Patrice Simonnet, vice direttore generale per il marketing strategico e l’innovazione digitale del Fai—Fondo Ambiente Italiano ci dà uno scenario e qualche consiglio. «Il modo di formarsi deve più che mai essere continuo: il fundraiser di oggi qualunque sia la sua età si deve formare a contatto di tutte le realtà che fanno digitale — agenzie, software house, nuove piattaforme —, ma se fa solo questo è un professionista del digitale. Gli sfuggiranno sempre le logiche profonde del fundraising». Solo ascoltando chi ha vissuto altre fasi della professione, un giovane fundraiser «può imparare una visione e, soprattutto, un’etica. Perchè l’etica si passa di mano in mano, non è cosa da manuali. Si impara nelle organizzazioni e a contatto con persone che hanno una certa seniority».
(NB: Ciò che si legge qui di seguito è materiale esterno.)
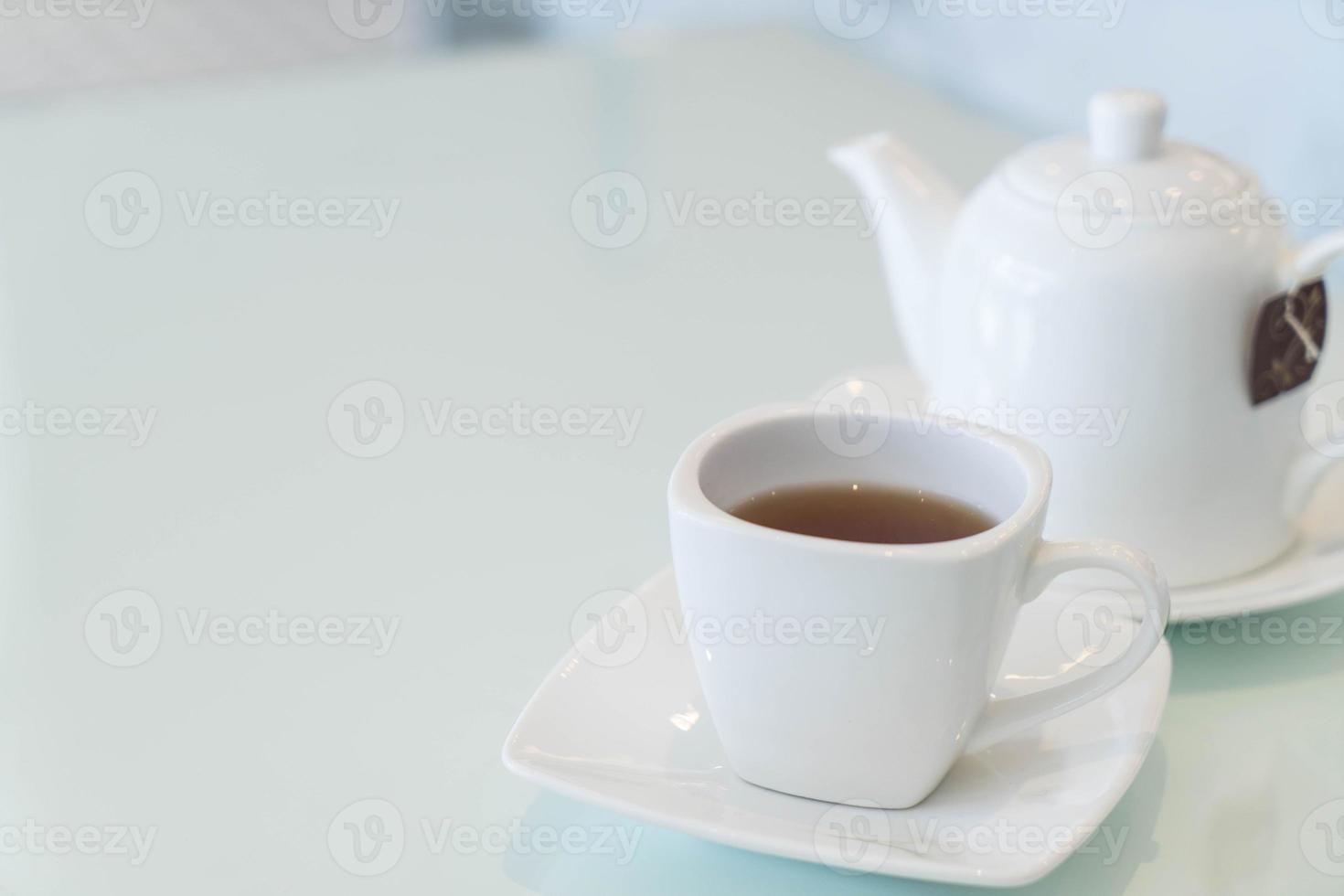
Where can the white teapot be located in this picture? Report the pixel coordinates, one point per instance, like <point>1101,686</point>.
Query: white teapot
<point>1101,294</point>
Simonnet condivide con noi le 3 anime di questa professione. La prima è la curiosità. La curiosità di capire e vedere tutte le leve del fundraising attraverso lo scambio di casi concreti illustrati direttamente dai colleghi delle altre organizzazioni. La seconda caratteristica è il networking. «Conoscere e farsi conoscere, mostrare la propria professionalità. Presentare e rendere quello che abbiamo imparato dagli altri, conoscere gente, fare scambi informali di esperienze: è più di un’occasione, è crescita». La terza anima è la consapevolezza: «Non ci si improvvisa un giorno a fare il fundraiser! Fundraiser si diventa! ». Il consiglio è semplice: «Partire sempre dai numeri: se parliamo di un trend, dobbiamo conoscerlo a fondo. Che sia un trend di settore o della nostra organizzazione va analizzato in dettaglio. Curiosità, confronto, analisi e comprensione dei numeri, dunque».

Perché il successo nel fundraising, conclude Simonnet, «è sempre legato alla padronanza del budget ossia il rapporto tra investimenti e proventi. Ed è questo che permetterà alla “nostra” organizzazione di crescere e di poter avere il massimo impatto sociale».